Even tho he hasn't seen or talked with his bio mother he's had time to think about her reaction. This ring is for you. You should include whatever stones on it that you want. I think it's best that you do include his. You are telling him that you believe he's part of your family and that is a very important message to get across to him.

I know it hurts to be so little appreciated. I suggest that in a twisted way it's partly a good thing. His ability to be so verbally negative indicates that he feels secure in your love. I suggest he calls his mother's boyfriend his step-dad because he needs that term to feel secure. He knows you're his step-mom but he doesn't have to call you that. Also, he wants his birth mother's approval and she probably tells him to not call you step-mom. He may call her boyfriend step-dad at her request, too.

I learned this as a foster mother. Children who feel unsure of a parent's love will not tell them off. My foster daughter, who I adopted, longed for her birth mother and never said anything negative about her. She'd tell me she hated me. Even as a young adult she was critical of the way I parented her while defending her birth mother's inability to parent. Her birth mother often abandoned her both emotionally and physically. I never did. My daughter is now 30 and has been loyal to me the last couple of years. She won't see or talk with her birth mother since she's finally secure enough within her own self that she can feel the pain caused by her birth mother.

From reading previous posts I am sure that your step-son is having more difficulty than the usual child has with his situation. I suggest that you are the most important person in his life. He can't tell you that and he has to try to push you away because in his experience the important people to him leave, either or perhaps both physically and emotionally. He's also testing you to see if he can be obnoxious enough you'll give up on him too.

Usually we are told to let children see when they hurt us. I was told to work on accepting what my foster daughter said without showing the pain. I can't explain well the reasoning behind this but I know it helped in our situation. It has to do with modeling strength and a lack of vulnerability so that the child knows that we can not only take care of ourselves but we can take care of them, no matter what. If they can hurt us they have more power than we do.

Once I fully realized that her angry words and behavior were the result of her sense of security in my love I felt more confident and was able to feel hurt less often. When she said, "I hate you!" I'd either say, "that's OK, I love you!" in a calm and quiet voice.

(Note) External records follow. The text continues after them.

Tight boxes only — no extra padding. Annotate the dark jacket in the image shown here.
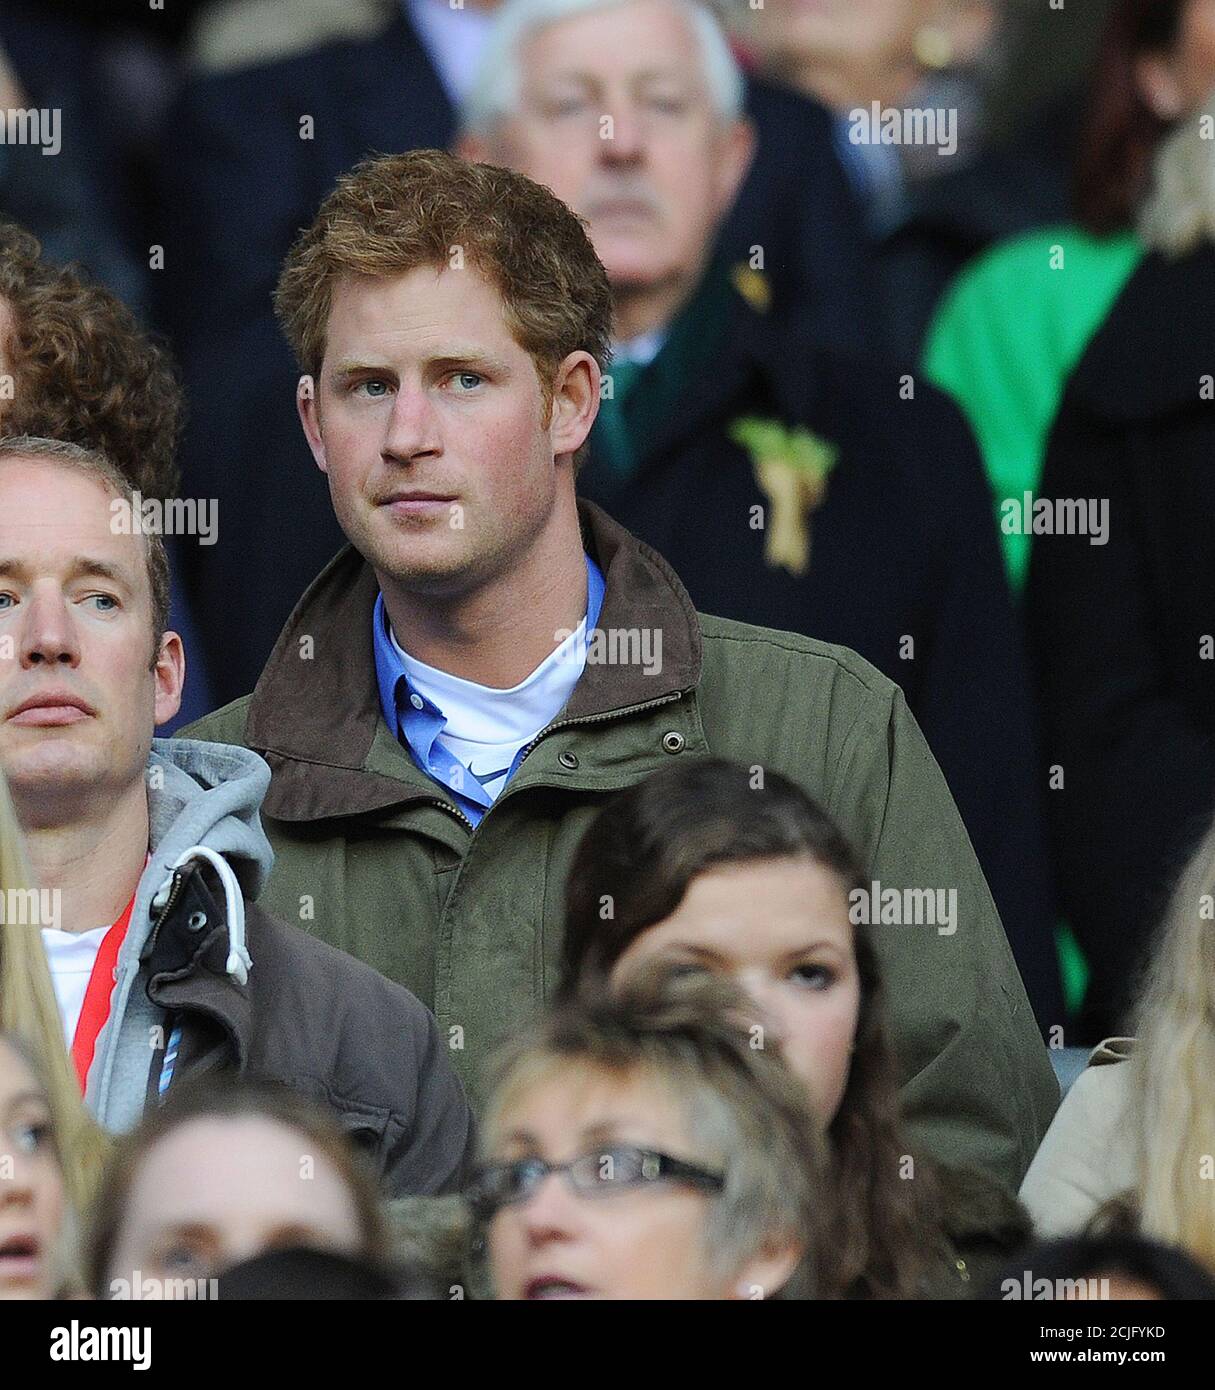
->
[855,95,1080,362]
[584,271,1062,1029]
[182,501,1059,1196]
[1028,244,1215,1040]
[727,76,876,351]
[88,739,474,1197]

Or I'd completely ignore it.

I would like to suggest, tho I may be way off, that your step-son's over concern with germs is his way of handling his concern for his mother's lack of ability to care for him. He can protect himself from germs but he can't protect himself from his mother, sort of idea, grossly over simplified.

It's important for his father to step up and take care of him, protect him from germs and his birth mother's inabilities. As you've said, you're a step-mother and don't have the legal authority needed to protect him. For that he is angry, tho he doesn't understand it. He just knows he needs something and you, his father, his birth mother are not providing it.
It's safe to express his anger at you but not at the other people. And the phobia with germs is a way of expressing his pain.